Basic structure

The corpus is an indispensable and unique collection of continuous free dialect speech. It helps us ascertain the real frequencies of certain features that have traditionally been considered typical of dialects. It further enables us to consider the spread and contexts of these features. Furthermore, synchronic study of dialectal variation might suggest distinctions that are not distinguishable from the somewhat fragmentary historical data.

The recordings were made in the 1970s and the 1980s by Finnish postgraduates, advised in this work by Professor Harold Orton and other Leeds scholars. The fieldwork done in the 1970s was supervised by Tauno F. Mustanoja at the University of Helsinki. The aim was to create a computer corpus consisting of enough continuous speech to provide material for the study of dialectal morphosyntax and thus to supplement the Leeds Survey of English Dialects, which focuses mainly on phonological and lexical data.

1 - Cambridgeshire & Isle of Ely
2 - Devon
3 - Somerset
4 - Suffolk
5 - Essex
6 - Lancashire

Map 1. Map of regions visited by the fieldworkers.

Table 1. Geographical regions covered in the corpus. The number in the brackets denotes the number of secondary informants (primary informant = sole speaker in a session or speaker of more than 500 words; secondary speaker = speaker with less than 500 words in a session with more than one informant).
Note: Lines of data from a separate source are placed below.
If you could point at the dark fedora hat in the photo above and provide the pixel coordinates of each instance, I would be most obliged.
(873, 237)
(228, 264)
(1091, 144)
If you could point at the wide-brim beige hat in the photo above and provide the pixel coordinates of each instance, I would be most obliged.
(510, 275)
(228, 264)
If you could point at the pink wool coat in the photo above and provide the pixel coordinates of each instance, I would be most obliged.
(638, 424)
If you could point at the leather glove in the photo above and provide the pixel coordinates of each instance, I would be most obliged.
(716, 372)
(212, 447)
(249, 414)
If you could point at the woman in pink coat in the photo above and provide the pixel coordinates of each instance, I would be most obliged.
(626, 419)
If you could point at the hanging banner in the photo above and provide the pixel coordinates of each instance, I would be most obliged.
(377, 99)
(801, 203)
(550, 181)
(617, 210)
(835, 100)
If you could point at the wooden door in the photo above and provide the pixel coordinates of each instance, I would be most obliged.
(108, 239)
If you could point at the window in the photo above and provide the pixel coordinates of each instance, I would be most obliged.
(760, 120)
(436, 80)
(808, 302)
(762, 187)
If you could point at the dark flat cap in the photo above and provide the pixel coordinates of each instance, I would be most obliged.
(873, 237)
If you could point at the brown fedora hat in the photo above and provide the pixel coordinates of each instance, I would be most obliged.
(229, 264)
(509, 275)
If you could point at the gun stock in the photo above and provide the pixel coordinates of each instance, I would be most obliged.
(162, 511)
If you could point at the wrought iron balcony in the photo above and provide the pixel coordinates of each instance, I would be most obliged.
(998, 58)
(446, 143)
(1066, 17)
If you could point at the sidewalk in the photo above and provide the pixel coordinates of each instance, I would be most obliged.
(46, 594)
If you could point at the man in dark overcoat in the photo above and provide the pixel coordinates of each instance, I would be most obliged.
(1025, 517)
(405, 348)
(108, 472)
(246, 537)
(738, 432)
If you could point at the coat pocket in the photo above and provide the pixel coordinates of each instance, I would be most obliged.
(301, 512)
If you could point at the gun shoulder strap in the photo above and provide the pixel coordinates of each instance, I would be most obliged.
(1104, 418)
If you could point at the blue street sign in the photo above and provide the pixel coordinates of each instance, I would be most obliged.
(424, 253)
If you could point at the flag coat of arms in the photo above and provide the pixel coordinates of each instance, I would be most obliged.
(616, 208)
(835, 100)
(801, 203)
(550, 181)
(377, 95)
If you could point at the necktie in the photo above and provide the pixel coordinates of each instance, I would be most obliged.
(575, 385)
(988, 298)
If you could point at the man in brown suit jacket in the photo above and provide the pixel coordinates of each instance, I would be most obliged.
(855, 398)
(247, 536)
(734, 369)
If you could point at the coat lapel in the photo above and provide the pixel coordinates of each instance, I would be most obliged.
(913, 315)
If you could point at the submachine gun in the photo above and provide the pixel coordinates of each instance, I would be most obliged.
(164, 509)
Region (rural) No of villages No of informants
CAMBRIDGESHIRE 26 38 (+ 6)
DEVON 9 33 (+ 8)
ISLE OF ELY 20 52 (+ 6)
SOMERSET 15 24 (+ 5)
SUFFOLK 16 47 (+ 4)
Region (urban)
ESSEX 3 6 (+ 1)
LANCASHIRE 3 6 (+ 1)
Total 92 206 (+ 31)

Recorded material

The fieldworkers found their informants, both men and women, with the help of locals. The fieldworkers went from village to village on foot, by bicycle or by bus, carrying equipment weighing an average of 15 kilograms. The whole package included the recorder itself, a bag of reels, a microphone, batteries, power outlet adapters, correction tape, cables, fuse, etc. (Figure 1).
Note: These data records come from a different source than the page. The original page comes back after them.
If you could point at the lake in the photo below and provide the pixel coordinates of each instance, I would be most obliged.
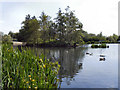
(81, 70)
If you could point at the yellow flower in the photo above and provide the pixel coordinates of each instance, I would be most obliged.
(30, 79)
(33, 80)
(44, 66)
(35, 87)
(27, 82)
(41, 60)
(29, 75)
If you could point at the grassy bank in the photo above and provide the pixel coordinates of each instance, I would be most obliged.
(99, 46)
(25, 70)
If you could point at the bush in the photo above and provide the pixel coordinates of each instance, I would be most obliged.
(25, 70)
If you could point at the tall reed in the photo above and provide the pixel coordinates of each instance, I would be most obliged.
(25, 70)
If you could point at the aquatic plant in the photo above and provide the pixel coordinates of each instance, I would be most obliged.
(99, 46)
(22, 69)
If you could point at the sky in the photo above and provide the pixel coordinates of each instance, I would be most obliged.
(95, 15)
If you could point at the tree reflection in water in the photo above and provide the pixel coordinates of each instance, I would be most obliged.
(70, 60)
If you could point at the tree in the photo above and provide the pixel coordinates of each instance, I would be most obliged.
(6, 39)
(60, 22)
(44, 26)
(29, 30)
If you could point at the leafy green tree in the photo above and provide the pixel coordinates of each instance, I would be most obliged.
(60, 22)
(7, 39)
(44, 26)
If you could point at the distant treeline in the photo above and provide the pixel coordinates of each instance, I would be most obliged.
(64, 30)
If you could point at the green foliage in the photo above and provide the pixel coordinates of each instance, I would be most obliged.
(66, 27)
(6, 39)
(25, 70)
(99, 46)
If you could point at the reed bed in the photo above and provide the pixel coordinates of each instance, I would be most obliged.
(23, 69)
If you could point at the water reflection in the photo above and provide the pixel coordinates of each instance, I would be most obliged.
(70, 59)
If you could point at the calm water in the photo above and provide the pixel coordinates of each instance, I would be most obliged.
(92, 73)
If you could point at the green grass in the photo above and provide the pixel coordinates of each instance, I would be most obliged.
(99, 46)
(25, 70)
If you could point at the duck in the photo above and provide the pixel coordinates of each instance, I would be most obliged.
(102, 55)
(91, 54)
(87, 53)
(102, 59)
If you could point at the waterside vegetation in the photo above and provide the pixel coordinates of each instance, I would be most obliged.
(23, 69)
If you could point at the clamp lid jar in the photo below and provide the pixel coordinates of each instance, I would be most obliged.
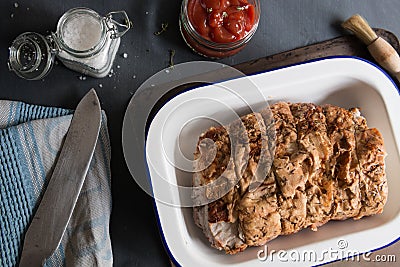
(84, 42)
Figure 1. Recording equipment. (Click to enlarge.)

Figure 2. Fieldworker's early transcription notes. (Click to enlarge.)

Some 210 hours of these recordings are now stored in digital form. The majority of the recordings have been transcribed by the fieldworkers themselves. Most of the recorded material has been donated to the English Department of the Helsinki University.
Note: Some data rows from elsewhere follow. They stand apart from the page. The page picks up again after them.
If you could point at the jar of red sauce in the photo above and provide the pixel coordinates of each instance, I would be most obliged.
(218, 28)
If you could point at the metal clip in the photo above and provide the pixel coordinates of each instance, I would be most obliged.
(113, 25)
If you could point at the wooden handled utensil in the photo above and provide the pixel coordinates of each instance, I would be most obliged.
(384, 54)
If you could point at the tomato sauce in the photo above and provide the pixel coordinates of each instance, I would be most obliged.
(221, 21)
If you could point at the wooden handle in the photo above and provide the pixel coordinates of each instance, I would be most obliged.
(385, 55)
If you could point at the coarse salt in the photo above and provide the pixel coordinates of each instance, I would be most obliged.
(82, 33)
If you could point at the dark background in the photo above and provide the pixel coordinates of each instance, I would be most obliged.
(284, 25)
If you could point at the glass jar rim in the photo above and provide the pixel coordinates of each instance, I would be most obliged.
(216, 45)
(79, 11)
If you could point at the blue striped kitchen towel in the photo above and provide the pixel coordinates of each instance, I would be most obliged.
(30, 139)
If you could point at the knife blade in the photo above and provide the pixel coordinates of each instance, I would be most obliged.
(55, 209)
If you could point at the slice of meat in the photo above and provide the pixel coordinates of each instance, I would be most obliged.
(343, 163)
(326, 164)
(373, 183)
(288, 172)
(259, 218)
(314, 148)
Working the corpus material into a computer corpus was an idea introduced by Professor Ossi Ihalainen in the 1980s. The project was integrated into VARIENG in 2000, under the coordination of Kirsti Peitsara. The texts have been transcribed orthographically, with only minor changes to show dialectal pronunciation. The nearly one-million-word corpus today includes speech from 237 informants recorded in 92 localities in six counties.

Sociolinguistic coverage

At the time of the interview in the 1970s and 1980s most of the male and female rural informants were retired and in their mid 70s or older, having thus received their education during the first decade of the 20th century. The Essex and Lancashire urban corpora, collected in the late 1980s, differ from the above in giving three-generation two-sex samples, with informants ranging from 19 to 70 years.

Most of the subcorpora have a high proportion of males as primary informants; the Devon corpus has no females as primary speakers, and female speech covers circa one fifth in the Cambridgeshire, Isle of Ely and Suffolk corpora. This reflects the traditional idea of males as best preservers of genuine dialect, which was inherited from the SED model. An exception is made by the Essex and Lancashire subcorpora, in which the proportion of female speech is considerably greater, owing to the sociolinguistic theories being introduced to dialectology.

Table 2. Subcorpora word counts. Total WC indicates the number of words in the entire corpus, including interviewers' speech, preface text and prosodic expressions. Stripped WC is the number of words spoken by the informant only.

Region (rural) Total WC/WordCruncher Stripped WC
CAMBRIDGESHIRE 239206 190462
DEVON 87022 73350
ISLE OF ELY 140037 136944
SOMERSET 168211 132471
SUFFOLK 253270 218627
Region (urban)
ESSEX 58394 45930
LANCASHIRE 62501 48365
Total 1008641 846149

Figure 3. Relative proportions of the seven regions by word count.